Doesn't HyTime standardize a mechanism to do that?

>	Content-Type: multipart/related; boundary="part"
>	--part
>	Content-Type: video/mpeg
>	Content-ID:
>	--part
>	Content-Type: text/html
>	<resource
>		 href=";x=12;y=20">
>		<!-- ^^^ source of link ^^^ -->
>	  <link href=""> <!-- <- destination of link
>	</resource>
>	--part
>i.e. an associated HTML document that describes the link. I'm sure
>there are more straightforward ways to represent links than
>HTML <resource> elements, but they do suffice.

This looks like a "first class link" to me. The same mechanism should
probably be used for redirection, pointers to replicated versions, external
link maps, etc.

>> b) There is no standardized way for a content provider to set up a browser
>>and server independant address redirect.
>The HTTP redirect mechanism has been standard for some time now. Are
>you talking about standard administration mechanisms? We don't generally
>get into that sort of thing. We specify the interfaces, and let the
>market compete on the components.

I'm talking about a redirection _data format_. A "file" that a content
provider can move from ISP to ISP no matter what software they are using
which ALWAYS behaves as a redirection, in the same way that an <A> element
in an HTML file always behaves like an anchor.

>> This should probably be fixed with
>first class links.
>How so? I don't see the connection.

With first class links, you could specify a redirection as a link target
that is also a link source "object" of type "redirect-permanent" or

>> c) URLs are flexible, but as long as they must contain a domain name, they
>>are tied to a particular machine.
>Not true. Internet domains are not "tied to a particular machine."
> is several machines, some in the US, and some in Europe.
>The underlying machines change, move, etc., but the name stays
>the same.

I suppose that's true.
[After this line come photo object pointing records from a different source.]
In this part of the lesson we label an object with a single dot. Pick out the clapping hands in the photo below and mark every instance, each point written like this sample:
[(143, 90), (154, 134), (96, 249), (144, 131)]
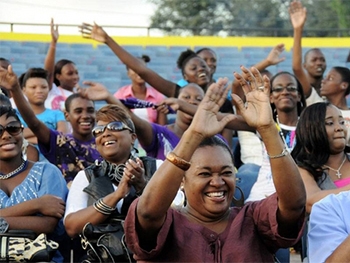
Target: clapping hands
[(257, 109)]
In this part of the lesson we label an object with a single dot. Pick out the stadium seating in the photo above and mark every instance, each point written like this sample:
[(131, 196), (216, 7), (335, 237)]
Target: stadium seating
[(101, 65)]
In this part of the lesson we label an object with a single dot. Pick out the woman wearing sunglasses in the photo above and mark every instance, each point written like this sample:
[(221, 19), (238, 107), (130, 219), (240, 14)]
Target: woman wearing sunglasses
[(32, 195), (101, 192)]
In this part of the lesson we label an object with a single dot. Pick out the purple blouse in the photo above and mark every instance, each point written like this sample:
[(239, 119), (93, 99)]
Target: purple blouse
[(69, 154)]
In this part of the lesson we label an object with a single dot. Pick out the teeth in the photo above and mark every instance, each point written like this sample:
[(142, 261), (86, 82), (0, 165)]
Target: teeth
[(215, 194)]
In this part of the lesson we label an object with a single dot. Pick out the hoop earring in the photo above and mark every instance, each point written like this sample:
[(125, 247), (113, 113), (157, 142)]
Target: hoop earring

But in practice, the cost of internic registration of
a domain name means that "small players" (usually individuals) are
restricted to their service provider's domain name. As long as domain names
cost money, there should be some way of having URLs that are independant of
domain names. Anyhow, that's Star Trekish stuff. It probably won't get
solved in the short run. Perhaps the long-term solution is to make domain
name registration faster, cheaper and easier.

>> d) Link sources cannot specify multiple resolution paths for a particular
>>link target. This is an addressing (URL) problem.
>Hmm... I suppose you could look at it this way. But "multiple resolution
>paths" looks to me like replication, which is mentioned on the
>activity statement.

I think the issues of moving the data and referencing it should be separate.
There will be cases where you want to replicate data but give the replicated
copy a different URL and cases where you want the same URL to refer to
documents that were not explicitly replicated using "standard" replication

>In a  way, addressing is  on the back burner:   URLs are pretty stable
>technology.  On the  other hand, HTML  and  HTTP mechanisms to express
>typed links are in development, as well as  new URL schemes to address

Perhaps "addressing" and "linking" are not the same thing and should have
their own activity pages. I think that ever since "mailto:" the Web
architecture has been attempting to describe different LINK TYPES as if they
were different ADDRESS TYPES. A link type is a relationship. An address type
is a way of accessing an object. "" is not an address. It
is an instruction and an address combined.

It might be helpful to separate issues of linking from those of addressing.
I think that HyTime has already done this, but I'm no HyTime expert.